Is there a way to submit functions from __main__ using Python RQ


In a similar vein to this question, is there any way to submit a function defined in the same file to python-rq? @GG_Python who asked me to create a new question for this.

Usage example:

# somemodule.py
from redis import Redis
from rq import Queue

def somefunc():
    do_something()

q = Queue(connection=Redis('redis://redis'))
q.enqueue(somefunc)

Yes, I know the answer is to define somefunc in someothermodule.py and then in the above snippet from someothermodule import somefunc, but I really don't want to. Maybe I'm being too much of a stickler for form, but somefunc really belongs in the same file in which it is enqueued (in practice, somefunc takes a docker container name and spawns it). I'd really like the whole thing to be self contained instead of having two modules.

I noticed, digging through python-rq source code, that Queue.enqueue can actually take a string rather than the actual module, so I was hoping I could maybe pass somemodule.somefunc, but no so such luck. Any ideas?


Solution

  • Looking at the source, rq is just checking your function's __module__ attribute, which can be trivially changed. The question is, why does rq restrict you from enqueueing jobs from __main__? There must be some reason, and there is: the function's module must be importable by the worker. __main__ is not, because your main module is not named __main__.py on disk. See "Considerations for Jobs" toward the bottom of this page.

    Also, your script has top-level (non-definition) code in it that will be invoked anew each time it is imported by a worker, which you probably don't want to do, as it will create new queues and fill them with jobs when each worker starts, infinitely. If you want to enqueue a function in your main module, you can and should prevent this recursive behavior with an if __name__ == "__main__" guard.

    If you want to keep the function and its enqueuement in a single module, my suggestion is that you don't put any top-level code in it besides function and/or class definitions. Anything that would be top-level code, write as a function (named e.g. main()).
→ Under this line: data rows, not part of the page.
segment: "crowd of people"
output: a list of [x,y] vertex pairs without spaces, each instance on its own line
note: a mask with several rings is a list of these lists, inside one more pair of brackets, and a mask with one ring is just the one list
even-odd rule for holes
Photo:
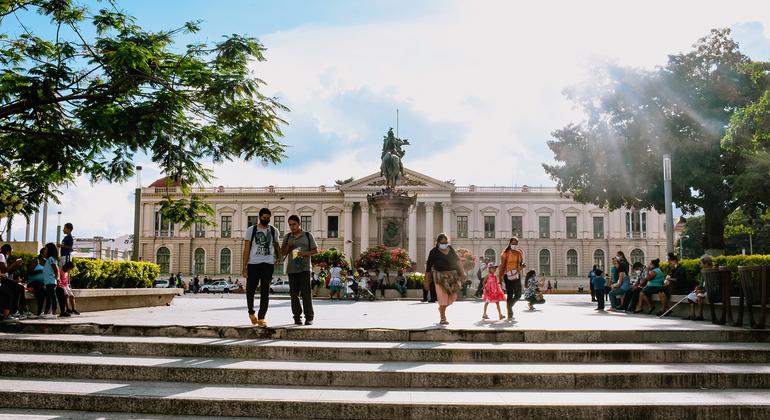
[[[80,315],[75,307],[75,294],[70,285],[73,226],[64,225],[65,237],[61,244],[48,243],[38,255],[22,267],[21,258],[13,259],[13,247],[0,247],[0,320],[28,318],[55,318]],[[20,268],[26,276],[15,276]],[[35,311],[27,304],[26,292],[34,296]]]
[[[702,268],[712,268],[711,257],[700,260]],[[687,278],[687,271],[679,264],[679,258],[668,254],[668,274],[660,267],[660,260],[653,259],[647,265],[636,262],[629,268],[629,262],[622,251],[612,257],[609,276],[597,266],[589,273],[591,300],[597,302],[597,311],[605,311],[609,299],[609,312],[645,313],[663,317],[671,314],[671,296],[686,295],[690,306],[687,320],[702,321],[706,293],[701,285],[693,285]],[[657,296],[658,307],[653,296]],[[684,300],[684,299],[683,299]],[[656,311],[657,310],[657,311]]]

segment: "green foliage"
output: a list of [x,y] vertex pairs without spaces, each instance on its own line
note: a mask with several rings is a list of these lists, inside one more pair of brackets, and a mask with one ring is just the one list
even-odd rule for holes
[[337,263],[343,270],[350,269],[348,258],[336,249],[329,249],[311,257],[314,267],[329,268]]
[[[715,267],[738,267],[738,266],[770,266],[770,255],[720,255],[711,257]],[[679,264],[687,271],[687,278],[690,283],[700,283],[700,258],[681,260]],[[661,262],[660,268],[664,273],[670,273],[670,267],[667,262]],[[733,273],[733,281],[738,282],[738,273]]]
[[160,267],[149,262],[72,260],[72,287],[78,289],[146,288],[160,275]]
[[13,264],[16,260],[21,259],[23,263],[20,267],[17,267],[13,270],[13,278],[14,279],[21,279],[22,281],[27,281],[27,269],[29,268],[29,263],[37,258],[37,255],[30,254],[27,252],[14,252],[11,257],[8,259],[8,264]]
[[752,64],[723,29],[654,71],[596,69],[588,83],[567,90],[587,118],[553,133],[548,146],[560,163],[546,171],[577,201],[663,211],[662,155],[669,153],[674,202],[688,213],[702,209],[704,248],[724,249],[725,219],[741,196],[725,179],[746,168],[721,142],[736,110],[763,95],[766,83]]
[[356,267],[364,270],[380,269],[388,273],[397,270],[409,270],[412,261],[409,253],[402,248],[388,249],[384,245],[378,245],[361,253],[356,260]]
[[[137,154],[151,156],[183,196],[210,182],[207,160],[285,157],[279,114],[288,109],[261,92],[265,83],[249,67],[265,60],[257,39],[234,34],[180,46],[177,36],[198,31],[200,22],[151,32],[113,1],[97,4],[105,8],[0,2],[3,212],[28,217],[41,203],[58,202],[58,188],[79,175],[126,181]],[[36,13],[51,28],[16,35],[13,25],[34,27],[25,22],[39,20]],[[164,218],[189,227],[210,214],[196,197],[181,198],[167,196]]]
[[406,276],[406,288],[407,289],[422,289],[422,284],[425,281],[425,274],[412,273]]

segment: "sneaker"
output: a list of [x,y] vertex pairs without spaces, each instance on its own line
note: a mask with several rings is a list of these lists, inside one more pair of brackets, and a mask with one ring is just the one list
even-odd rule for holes
[[66,313],[66,312],[62,312],[61,314],[59,314],[59,318],[69,318],[69,317],[71,317],[71,316],[72,316],[72,315],[70,315],[70,314],[68,314],[68,313]]
[[254,314],[249,314],[249,319],[251,320],[252,325],[257,325],[259,323],[257,316]]
[[313,320],[312,319],[306,319],[305,320],[305,325],[313,325]]
[[71,313],[72,315],[80,315],[80,312],[78,312],[77,309],[73,309]]
[[294,318],[294,325],[302,325],[302,320],[299,318]]
[[704,321],[702,316],[698,316],[692,319],[693,321]]
[[481,316],[481,319],[489,319],[489,316],[487,316],[487,314],[484,314]]
[[695,317],[687,315],[687,316],[683,316],[682,319],[684,319],[685,321],[692,321],[693,319],[695,319]]
[[265,321],[264,319],[258,319],[257,326],[260,328],[267,328],[267,321]]

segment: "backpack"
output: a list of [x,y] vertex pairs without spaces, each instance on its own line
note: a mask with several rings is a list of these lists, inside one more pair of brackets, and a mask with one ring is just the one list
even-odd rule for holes
[[[270,235],[273,237],[273,243],[278,242],[276,240],[276,237],[278,234],[276,233],[275,227],[273,225],[268,225],[270,227]],[[251,230],[251,242],[254,242],[254,239],[257,237],[257,225],[252,225],[254,229]],[[272,243],[270,244],[272,245]]]

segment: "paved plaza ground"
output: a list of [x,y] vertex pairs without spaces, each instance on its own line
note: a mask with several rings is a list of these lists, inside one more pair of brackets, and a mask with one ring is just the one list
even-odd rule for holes
[[[524,301],[514,306],[515,322],[497,321],[497,310],[490,304],[490,320],[481,319],[484,303],[466,299],[455,302],[447,310],[450,324],[438,325],[435,303],[418,300],[330,301],[316,299],[313,328],[335,329],[431,329],[463,330],[724,330],[739,328],[717,326],[708,321],[685,321],[678,317],[663,319],[654,315],[598,313],[588,295],[546,295],[547,302],[528,311]],[[255,308],[259,306],[257,296]],[[609,305],[609,304],[608,304]],[[501,303],[505,314],[505,304]],[[271,297],[266,317],[271,327],[305,328],[292,323],[291,303],[286,295]],[[114,325],[181,325],[181,326],[246,326],[251,325],[243,294],[184,295],[176,297],[170,306],[88,312],[72,318],[33,320],[50,323],[97,323]]]

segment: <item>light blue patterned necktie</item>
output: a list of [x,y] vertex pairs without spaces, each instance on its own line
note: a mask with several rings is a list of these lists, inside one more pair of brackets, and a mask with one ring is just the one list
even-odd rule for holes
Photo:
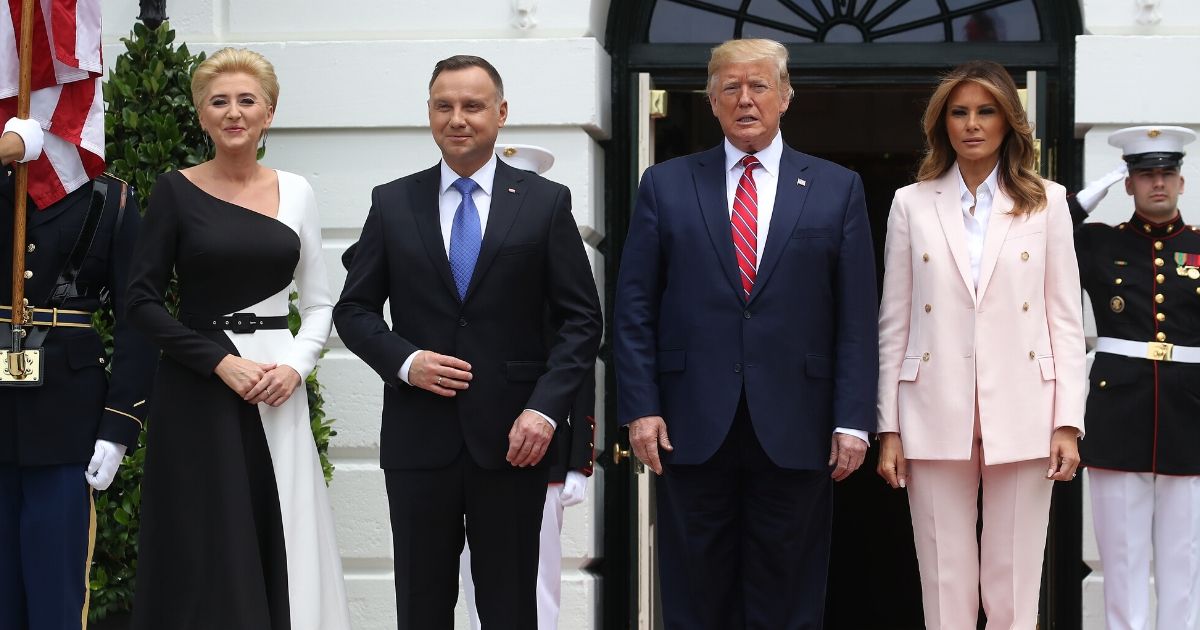
[[475,261],[479,259],[479,247],[483,243],[483,230],[479,226],[479,210],[471,193],[479,188],[469,177],[460,177],[452,184],[462,195],[458,209],[454,211],[454,223],[450,226],[450,272],[454,274],[454,285],[458,287],[458,299],[467,296],[471,286],[471,274],[475,272]]

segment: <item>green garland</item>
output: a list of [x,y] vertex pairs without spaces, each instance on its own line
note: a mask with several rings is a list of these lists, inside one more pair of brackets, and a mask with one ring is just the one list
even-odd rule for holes
[[[150,191],[161,173],[208,159],[208,145],[191,96],[192,72],[204,60],[204,53],[193,55],[186,44],[176,48],[175,31],[166,23],[154,30],[135,23],[130,37],[121,41],[125,52],[117,57],[104,83],[104,131],[108,139],[105,151],[108,172],[133,186],[138,205],[145,211]],[[177,295],[172,280],[167,290],[172,312]],[[295,299],[294,293],[292,298]],[[300,325],[295,304],[289,309],[288,322],[295,334]],[[111,356],[112,313],[98,313],[94,323]],[[307,376],[305,385],[313,437],[328,483],[333,476],[327,456],[329,440],[337,432],[332,428],[333,420],[325,417],[317,370]],[[146,433],[142,431],[137,448],[126,456],[112,486],[96,494],[96,549],[88,613],[92,622],[128,612],[133,607],[145,459]]]

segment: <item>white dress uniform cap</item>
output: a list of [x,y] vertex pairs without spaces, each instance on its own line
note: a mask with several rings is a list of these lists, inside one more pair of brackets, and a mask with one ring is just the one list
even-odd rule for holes
[[554,154],[530,144],[497,144],[496,155],[513,168],[533,171],[538,175],[554,166]]
[[1131,169],[1176,167],[1183,161],[1183,145],[1196,139],[1187,127],[1143,125],[1118,129],[1108,143],[1121,149]]

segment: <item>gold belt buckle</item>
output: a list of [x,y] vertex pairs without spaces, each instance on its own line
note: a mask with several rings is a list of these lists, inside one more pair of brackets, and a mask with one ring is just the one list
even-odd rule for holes
[[1175,344],[1163,341],[1151,341],[1146,344],[1146,358],[1151,361],[1170,361]]

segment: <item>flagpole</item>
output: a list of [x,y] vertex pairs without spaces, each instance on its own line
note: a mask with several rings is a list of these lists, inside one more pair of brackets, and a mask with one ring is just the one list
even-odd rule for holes
[[[17,118],[29,118],[30,77],[33,74],[33,0],[21,2],[21,42],[18,47],[20,59],[20,74],[17,88]],[[12,248],[12,350],[21,350],[21,339],[25,334],[23,326],[30,323],[32,311],[25,307],[25,212],[26,197],[29,192],[29,167],[17,162],[16,191],[13,195],[13,248]],[[17,367],[24,372],[24,366],[11,365],[12,355],[9,356],[10,368]]]

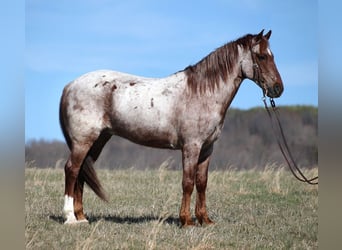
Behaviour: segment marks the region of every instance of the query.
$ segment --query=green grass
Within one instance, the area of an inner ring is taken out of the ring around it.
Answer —
[[[109,203],[86,188],[90,224],[66,226],[64,172],[25,170],[27,249],[318,248],[318,188],[282,169],[210,172],[207,207],[216,223],[185,229],[178,219],[181,171],[97,172]],[[313,176],[317,169],[305,173]]]

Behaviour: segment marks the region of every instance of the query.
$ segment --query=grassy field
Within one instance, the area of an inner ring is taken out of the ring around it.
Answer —
[[[207,206],[216,223],[185,229],[178,219],[181,171],[97,172],[109,203],[86,188],[90,224],[66,226],[63,170],[25,170],[27,249],[318,248],[318,188],[282,169],[210,172]]]

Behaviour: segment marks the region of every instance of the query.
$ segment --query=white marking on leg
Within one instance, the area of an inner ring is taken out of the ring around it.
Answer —
[[[64,208],[63,208],[64,215],[66,217],[66,221],[64,224],[72,224],[76,223],[76,217],[74,214],[74,198],[68,195],[64,196]]]

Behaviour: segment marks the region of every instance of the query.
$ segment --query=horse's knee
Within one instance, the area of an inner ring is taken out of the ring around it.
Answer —
[[[185,178],[182,182],[182,186],[183,186],[183,192],[184,193],[192,193],[192,191],[194,190],[194,180],[191,178]]]
[[[78,176],[80,168],[75,166],[72,161],[69,159],[64,167],[64,172],[67,177],[76,178]]]
[[[65,163],[64,171],[67,173],[71,170],[71,168],[72,168],[72,162],[70,159],[68,159],[67,162]]]

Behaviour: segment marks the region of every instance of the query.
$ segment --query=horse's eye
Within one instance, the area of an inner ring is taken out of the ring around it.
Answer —
[[[258,57],[258,59],[261,60],[261,61],[262,61],[262,60],[266,60],[266,56],[265,56],[265,55],[261,55],[261,54],[260,54],[260,55],[257,55],[257,57]]]

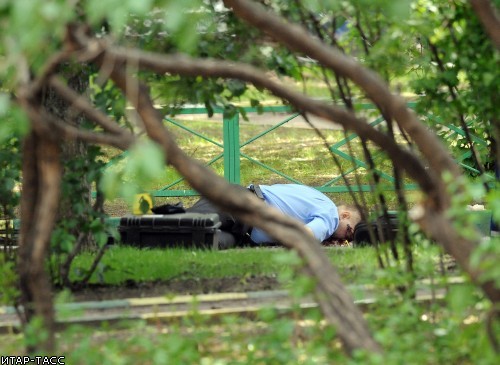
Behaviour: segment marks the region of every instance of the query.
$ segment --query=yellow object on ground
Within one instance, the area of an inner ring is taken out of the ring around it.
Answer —
[[[153,198],[150,194],[136,194],[134,197],[134,204],[132,206],[132,213],[135,215],[152,214]]]

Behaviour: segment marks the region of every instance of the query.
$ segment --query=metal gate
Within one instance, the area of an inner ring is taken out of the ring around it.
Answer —
[[[414,104],[409,104],[410,107],[413,107]],[[376,111],[376,108],[371,104],[362,104],[358,106],[359,109],[367,112],[371,112],[372,114]],[[281,179],[286,180],[291,183],[303,183],[299,181],[296,177],[291,176],[280,169],[270,166],[262,161],[259,161],[255,157],[245,153],[242,149],[258,139],[268,135],[273,132],[277,128],[283,127],[287,123],[291,123],[297,118],[300,118],[299,113],[293,112],[292,108],[288,106],[264,106],[264,107],[246,107],[240,108],[247,115],[255,115],[259,114],[261,116],[272,115],[276,113],[284,113],[286,116],[282,119],[274,123],[273,125],[266,127],[264,131],[261,131],[250,138],[245,139],[244,141],[240,141],[240,114],[238,112],[232,113],[232,115],[228,116],[224,113],[222,109],[215,109],[214,116],[222,117],[222,142],[216,141],[213,138],[206,136],[204,133],[200,131],[196,131],[191,129],[185,125],[185,123],[181,123],[176,118],[165,118],[165,124],[170,127],[180,128],[184,131],[191,133],[193,136],[197,138],[201,138],[202,140],[209,142],[220,148],[221,152],[213,157],[206,164],[208,166],[223,160],[223,176],[224,178],[233,184],[241,184],[241,161],[249,161],[257,168],[266,169],[271,171],[276,176],[279,176]],[[190,107],[190,108],[181,108],[178,110],[177,115],[207,115],[207,110],[201,107]],[[465,133],[460,128],[451,125],[451,124],[441,124],[439,120],[429,116],[429,119],[434,123],[439,123],[441,128],[444,128],[447,131],[446,138],[452,140],[457,138],[458,136],[464,136]],[[373,119],[370,121],[370,124],[373,126],[378,126],[384,122],[383,117],[381,116],[373,116]],[[360,170],[368,170],[367,163],[362,159],[353,157],[350,153],[343,151],[342,148],[345,148],[351,141],[357,139],[358,136],[354,133],[349,133],[345,135],[340,141],[329,145],[328,153],[334,154],[338,159],[347,161],[351,165],[348,169],[346,169],[343,173],[343,176],[340,172],[338,172],[337,176],[334,178],[328,179],[327,181],[322,182],[321,184],[308,184],[310,186],[315,187],[316,189],[324,192],[324,193],[341,193],[348,191],[372,191],[373,186],[366,184],[349,184],[346,186],[342,184],[345,176],[349,176],[351,174],[356,174]],[[473,136],[473,140],[475,143],[486,145],[486,141],[479,136]],[[478,172],[473,166],[467,165],[464,161],[470,157],[472,154],[471,151],[465,151],[459,156],[456,156],[457,162],[462,165],[465,169],[470,171]],[[124,154],[126,155],[126,153]],[[374,155],[374,158],[377,158],[378,154]],[[325,156],[325,158],[330,158]],[[384,190],[392,190],[394,189],[394,177],[384,171],[377,170],[379,177],[383,180],[382,188]],[[488,176],[488,178],[494,179],[493,176]],[[174,179],[173,181],[166,182],[166,185],[157,190],[148,191],[154,197],[183,197],[183,196],[194,196],[198,195],[198,193],[189,188],[180,188],[179,186],[184,181],[184,178],[179,177]],[[258,181],[258,183],[267,183],[267,181]],[[406,190],[417,189],[417,185],[414,183],[406,183],[404,185]]]

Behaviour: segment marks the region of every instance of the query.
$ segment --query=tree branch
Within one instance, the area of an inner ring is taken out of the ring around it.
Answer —
[[[451,27],[449,27],[449,28],[450,28],[450,33],[451,33]],[[430,39],[427,40],[427,43],[429,44],[429,49],[431,50],[431,54],[434,58],[434,61],[437,63],[439,70],[441,71],[442,74],[445,74],[445,72],[447,70],[446,70],[446,67],[443,64],[443,61],[439,55],[439,51],[438,51],[437,47],[431,42]],[[462,127],[462,130],[465,133],[465,139],[469,145],[468,147],[470,148],[470,150],[472,152],[472,159],[474,160],[474,164],[475,164],[476,168],[479,170],[479,173],[481,175],[484,175],[485,169],[484,169],[483,163],[481,162],[481,156],[479,155],[479,152],[477,151],[477,148],[474,144],[474,141],[472,140],[469,127],[467,126],[467,122],[465,121],[465,116],[464,116],[464,113],[462,110],[463,108],[461,107],[460,103],[457,102],[457,100],[458,100],[458,96],[457,96],[458,87],[453,86],[448,80],[446,80],[446,78],[443,78],[443,83],[448,88],[448,91],[450,92],[451,99],[454,102],[454,103],[452,103],[452,105],[455,105],[455,109],[456,109],[456,112],[458,114],[457,117],[458,117],[458,120],[460,120],[460,126]],[[484,185],[484,188],[486,189],[486,191],[489,191],[489,186],[488,186],[488,183],[486,181],[484,182],[483,185]]]
[[[54,90],[59,94],[61,98],[69,103],[70,107],[76,108],[84,113],[92,121],[100,125],[105,131],[118,135],[124,133],[123,128],[121,128],[117,123],[111,120],[107,115],[93,107],[89,103],[87,98],[69,88],[66,84],[64,84],[64,82],[62,82],[60,78],[55,76],[51,77],[49,79],[49,84],[54,88]]]
[[[135,137],[125,130],[122,130],[121,135],[90,132],[65,123],[41,106],[35,107],[25,103],[22,105],[32,120],[33,129],[54,140],[79,139],[88,143],[111,145],[122,150],[128,149],[135,141]]]
[[[384,81],[374,72],[362,67],[351,57],[321,43],[298,25],[285,23],[257,3],[247,0],[224,0],[224,3],[232,8],[238,17],[268,33],[288,48],[303,52],[339,75],[352,80],[365,91],[388,120],[395,120],[401,129],[408,132],[434,171],[441,173],[447,170],[454,176],[460,175],[457,164],[436,136],[419,123],[413,112],[407,108],[405,100],[392,95]],[[433,196],[429,203],[446,207],[449,202],[445,201],[445,186],[440,181],[437,186],[440,193]]]
[[[95,44],[94,41],[86,40],[85,37],[80,37],[79,41],[82,42],[82,48],[88,47],[88,42],[91,42],[90,45]],[[147,87],[126,74],[125,61],[131,60],[134,66],[140,66],[143,63],[142,57],[124,58],[119,53],[106,51],[96,58],[95,62],[98,66],[102,66],[106,58],[110,57],[108,53],[111,53],[112,58],[121,60],[113,64],[112,80],[135,107],[148,136],[163,148],[168,163],[174,166],[195,190],[211,202],[235,214],[243,222],[263,229],[278,242],[295,248],[318,280],[318,287],[328,296],[329,309],[325,308],[324,313],[327,319],[336,325],[346,350],[352,352],[357,348],[364,348],[379,352],[380,346],[371,337],[362,314],[341,284],[338,273],[304,225],[283,215],[277,209],[267,206],[243,187],[228,184],[212,170],[187,156],[165,129],[162,116],[154,108]],[[130,87],[132,83],[136,85]]]
[[[73,39],[79,39],[82,47],[89,50],[89,54],[98,54],[101,67],[120,67],[130,62],[140,69],[152,70],[156,73],[176,73],[184,76],[203,75],[207,77],[238,78],[253,83],[256,86],[267,88],[275,95],[288,100],[303,112],[309,112],[326,120],[342,125],[345,129],[356,132],[359,136],[370,139],[382,147],[393,162],[406,170],[408,174],[419,183],[423,191],[433,201],[438,201],[439,191],[436,191],[437,178],[430,175],[430,171],[416,156],[408,150],[401,148],[391,138],[381,133],[364,120],[339,107],[324,104],[301,93],[293,91],[278,82],[269,79],[261,70],[247,65],[221,60],[192,59],[187,56],[165,56],[150,52],[141,52],[135,49],[111,47],[105,40],[87,39],[84,32],[76,30]],[[101,52],[96,52],[100,47]],[[106,51],[104,51],[106,50]],[[84,54],[84,52],[82,52]],[[112,60],[113,62],[109,62]]]
[[[29,83],[29,87],[24,91],[25,97],[27,99],[34,98],[46,84],[47,80],[57,72],[57,68],[59,65],[68,60],[70,57],[70,53],[67,51],[61,51],[54,54],[49,60],[45,63],[40,72],[40,75]]]
[[[27,145],[30,143],[31,145]],[[55,347],[55,316],[52,305],[52,290],[47,273],[45,258],[50,244],[50,235],[55,224],[60,196],[62,169],[60,147],[57,142],[32,132],[25,140],[23,172],[23,203],[21,211],[22,227],[19,243],[19,277],[23,293],[24,320],[29,322],[34,315],[42,318],[48,330],[39,344],[29,346],[29,351],[44,349],[53,351]],[[26,161],[27,158],[33,161]],[[28,184],[36,187],[28,188]],[[24,197],[24,194],[27,194]],[[32,199],[32,202],[27,202]],[[32,212],[26,209],[31,208]]]
[[[373,128],[353,113],[334,105],[309,98],[291,88],[269,79],[261,70],[247,65],[211,59],[192,59],[187,56],[163,56],[155,53],[141,52],[122,48],[110,48],[117,64],[131,60],[140,69],[149,69],[156,73],[176,73],[184,76],[203,75],[207,77],[238,78],[267,88],[275,95],[288,100],[302,112],[314,114],[323,119],[342,125],[347,130],[356,132],[359,136],[370,139],[383,148],[393,162],[417,182],[423,191],[430,196],[438,194],[435,187],[437,180],[430,176],[420,160],[410,151],[401,148],[384,133]],[[436,198],[437,199],[437,198]]]
[[[125,73],[120,70],[112,73],[112,79],[128,95],[127,85],[130,85],[132,80],[127,79]],[[134,101],[137,96],[135,92],[129,101],[135,103],[148,135],[166,147],[170,163],[186,177],[189,184],[212,203],[235,213],[243,222],[263,229],[278,242],[296,249],[318,280],[321,292],[328,297],[328,301],[323,303],[324,313],[327,319],[336,325],[346,350],[351,353],[357,348],[364,348],[379,352],[380,346],[371,337],[367,324],[359,309],[354,306],[350,294],[341,284],[338,273],[304,225],[267,206],[246,191],[243,192],[241,187],[229,185],[223,178],[188,157],[168,136],[144,87],[139,85],[139,89],[141,92],[137,101]],[[200,179],[200,176],[203,178]]]
[[[469,2],[493,44],[497,49],[500,49],[500,18],[498,17],[498,9],[489,0],[469,0]]]
[[[38,137],[34,131],[30,131],[23,139],[23,162],[22,162],[22,194],[21,194],[21,227],[19,230],[19,285],[21,289],[20,302],[24,311],[21,322],[26,325],[34,315],[30,305],[33,297],[29,290],[30,282],[29,267],[31,252],[33,251],[33,230],[36,199],[38,196],[38,168],[36,164],[36,146]]]
[[[415,216],[414,216],[415,217]],[[457,260],[457,263],[469,274],[472,281],[478,284],[487,297],[493,303],[500,302],[500,290],[496,287],[495,281],[482,278],[482,269],[478,265],[471,266],[470,257],[475,248],[470,241],[464,239],[453,228],[452,222],[439,212],[429,210],[420,217],[417,215],[416,221],[429,232],[430,236],[438,241],[445,251]]]

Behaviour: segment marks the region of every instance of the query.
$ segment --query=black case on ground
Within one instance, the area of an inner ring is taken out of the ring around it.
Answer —
[[[387,219],[388,218],[388,219]],[[370,227],[376,242],[390,241],[396,237],[399,230],[397,213],[389,212],[387,218],[378,217],[372,222],[360,222],[354,228],[354,244],[358,246],[371,245]]]
[[[126,216],[118,231],[122,243],[137,247],[218,248],[217,214],[179,213]]]

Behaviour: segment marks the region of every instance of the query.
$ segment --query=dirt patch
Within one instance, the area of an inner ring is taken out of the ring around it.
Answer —
[[[176,279],[157,282],[133,282],[122,285],[90,284],[75,289],[75,301],[111,300],[124,298],[147,298],[169,295],[194,295],[208,293],[229,293],[280,289],[276,277],[250,276],[216,279]]]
Then write a "dummy" main module that imports your real one and kicks off the processing.

    Example:

    somemodule.py
    from redis import Redis
    from rq import Queue
    
    def somefunc():
        do_something()
    
    def main():
        q = Queue(connection=Redis('redis://redis'))
        q.enqueue(somefunc)
    
    # if the user tried to execute this module, import the right one for them.
    # somemodule is then imported twice, once as __main__ and once as somemodule,
    # which will use a little extra memory and time but is mostly harmless
    if __name__ == "__main__":
        import mainmodule
    
    mainmodule.py
    import somemodule
    somemodule.main()
    

    You could also just change the __module__ attribute of your function to the actual name of your module on disk, so that it can be imported. You can even write a decorator to do this automatically:

    from sys import modules
    from from os.path import basename, splitext
    
    def enqueueable(func):
        if func.__module__ == "__main__":
            func.__module__, _ = splitext(basename(modules["__main__"].__file__))
        return func
    
    @enqueueable
    def somefunc():
        do_something()
    
    if __name__ == "__main__":
        from redis import Redis
        from rq import Queue
    
        q = Queue(connection=Redis('redis://redis'))
        q.enqueue(somefunc)
    

    For simplicity, the decorator assumes your module is a single file importable under its filename with the .py extension stripped off. You could be using a package for your main module, in which things will get more complicated... so don't do that.